That used to happen when on levo or T4/T3. On Naturethroid I slept fine.

Try an experiment with chamomile tea - a couple of teabags at a time instead of 1 as they are not as strong as tea made yourself with the herb. Sip the tea - it has a relaxing effect and is good for several different uses.

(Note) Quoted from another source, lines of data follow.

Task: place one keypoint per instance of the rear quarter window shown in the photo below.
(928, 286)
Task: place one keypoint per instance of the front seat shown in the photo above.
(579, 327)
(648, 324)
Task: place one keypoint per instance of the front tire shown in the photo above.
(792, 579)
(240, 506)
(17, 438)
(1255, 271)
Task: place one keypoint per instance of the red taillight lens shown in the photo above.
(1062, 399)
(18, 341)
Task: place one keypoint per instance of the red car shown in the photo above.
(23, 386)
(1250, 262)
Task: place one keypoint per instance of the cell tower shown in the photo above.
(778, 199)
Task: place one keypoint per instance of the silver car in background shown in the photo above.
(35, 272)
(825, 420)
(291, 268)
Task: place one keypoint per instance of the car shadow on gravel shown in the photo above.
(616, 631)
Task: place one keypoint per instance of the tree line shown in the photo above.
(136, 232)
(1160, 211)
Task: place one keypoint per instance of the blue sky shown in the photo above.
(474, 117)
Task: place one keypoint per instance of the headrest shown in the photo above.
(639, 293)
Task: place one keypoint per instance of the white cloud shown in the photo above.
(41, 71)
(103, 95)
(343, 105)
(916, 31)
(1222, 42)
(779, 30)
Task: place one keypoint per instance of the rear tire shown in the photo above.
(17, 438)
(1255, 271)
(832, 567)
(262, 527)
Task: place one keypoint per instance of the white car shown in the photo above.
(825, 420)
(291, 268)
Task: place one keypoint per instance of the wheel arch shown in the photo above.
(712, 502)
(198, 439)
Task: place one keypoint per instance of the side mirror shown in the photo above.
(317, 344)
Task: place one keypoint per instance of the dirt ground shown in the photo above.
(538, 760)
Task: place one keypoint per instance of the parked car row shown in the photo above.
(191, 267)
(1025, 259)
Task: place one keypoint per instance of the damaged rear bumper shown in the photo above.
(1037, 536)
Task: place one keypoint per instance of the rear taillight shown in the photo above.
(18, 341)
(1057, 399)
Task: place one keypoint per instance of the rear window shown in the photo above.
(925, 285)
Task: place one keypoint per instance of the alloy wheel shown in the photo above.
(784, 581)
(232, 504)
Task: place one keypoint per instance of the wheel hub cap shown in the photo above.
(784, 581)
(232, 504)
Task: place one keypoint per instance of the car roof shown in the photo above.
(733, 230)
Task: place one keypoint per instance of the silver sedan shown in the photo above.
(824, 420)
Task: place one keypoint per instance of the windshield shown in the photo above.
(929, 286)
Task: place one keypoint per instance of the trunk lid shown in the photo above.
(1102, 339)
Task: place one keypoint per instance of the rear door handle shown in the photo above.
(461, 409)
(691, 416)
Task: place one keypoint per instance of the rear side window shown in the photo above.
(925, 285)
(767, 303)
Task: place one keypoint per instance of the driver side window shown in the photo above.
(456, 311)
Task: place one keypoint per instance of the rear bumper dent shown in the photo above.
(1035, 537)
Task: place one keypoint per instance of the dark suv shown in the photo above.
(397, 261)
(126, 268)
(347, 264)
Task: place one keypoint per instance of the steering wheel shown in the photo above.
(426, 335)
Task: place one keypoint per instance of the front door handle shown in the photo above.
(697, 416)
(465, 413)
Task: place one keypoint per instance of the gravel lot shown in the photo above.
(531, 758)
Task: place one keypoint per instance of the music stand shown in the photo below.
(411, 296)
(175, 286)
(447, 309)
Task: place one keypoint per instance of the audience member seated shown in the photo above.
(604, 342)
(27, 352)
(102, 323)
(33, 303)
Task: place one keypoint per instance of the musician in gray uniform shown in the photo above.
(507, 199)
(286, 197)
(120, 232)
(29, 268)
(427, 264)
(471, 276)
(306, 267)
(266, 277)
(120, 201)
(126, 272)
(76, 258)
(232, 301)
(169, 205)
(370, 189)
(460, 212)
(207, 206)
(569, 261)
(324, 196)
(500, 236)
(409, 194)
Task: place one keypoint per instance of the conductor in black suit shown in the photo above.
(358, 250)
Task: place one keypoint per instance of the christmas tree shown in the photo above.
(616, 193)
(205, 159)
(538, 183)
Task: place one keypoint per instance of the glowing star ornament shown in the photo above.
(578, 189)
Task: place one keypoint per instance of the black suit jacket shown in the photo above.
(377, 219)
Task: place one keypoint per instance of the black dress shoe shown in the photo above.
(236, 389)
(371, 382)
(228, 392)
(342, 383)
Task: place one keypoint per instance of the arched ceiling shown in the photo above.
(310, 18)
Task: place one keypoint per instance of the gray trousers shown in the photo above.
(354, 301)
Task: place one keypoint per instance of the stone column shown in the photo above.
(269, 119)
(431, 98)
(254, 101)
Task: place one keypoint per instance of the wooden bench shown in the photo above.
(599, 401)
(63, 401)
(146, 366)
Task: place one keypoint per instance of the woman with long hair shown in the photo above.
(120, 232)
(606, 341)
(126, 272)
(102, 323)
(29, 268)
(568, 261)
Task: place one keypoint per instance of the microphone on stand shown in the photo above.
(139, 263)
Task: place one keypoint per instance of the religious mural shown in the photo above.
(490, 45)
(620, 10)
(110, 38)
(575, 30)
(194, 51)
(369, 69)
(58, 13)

holistic-medicine-md.com/ch...

Some hints from Dr Mercola

articles.mercola.com/sites/...

beaton profile image
beaton

Thanks Shaws,those articals both seem very interesting.x

Jackie profile image
Jackie

Hi This sleep pattern is typical of under treated HYpo, with Hyper the sleeplessness is quite different. I have to day though, not many docs recognise the difference., but obvious to those that suffer from it.

Best wishes,

Jackie

rubysjules profile image
rubysjules in reply toJackie

This is my sleep pattern on thyroid fall asleep easily after reading wake up after an hour then usually every other night wake up every two hours! Till 5 am them that's it . I am exhausted all the time! On 75 mcg Levo and still on 6 weekly blood tests and dose rises

Jackie profile image
Jackie in reply torubysjules

Hi Yes,as I said this is typical of under treated hypo. It can take a year with frequent retests and alterations in meds to be OK,Are you sure you are having TSH, T4 and essential FT3 tested? Asking for a print out + ranges from receptionist, hospital sec. All ranges different so they are essential. If T4 is at top of range and FT3 is not, quite likely the balance is wrong and you need some T3 with the T4 ( Levo). If GP cannot do the 3 tests, the cheapest way is on line.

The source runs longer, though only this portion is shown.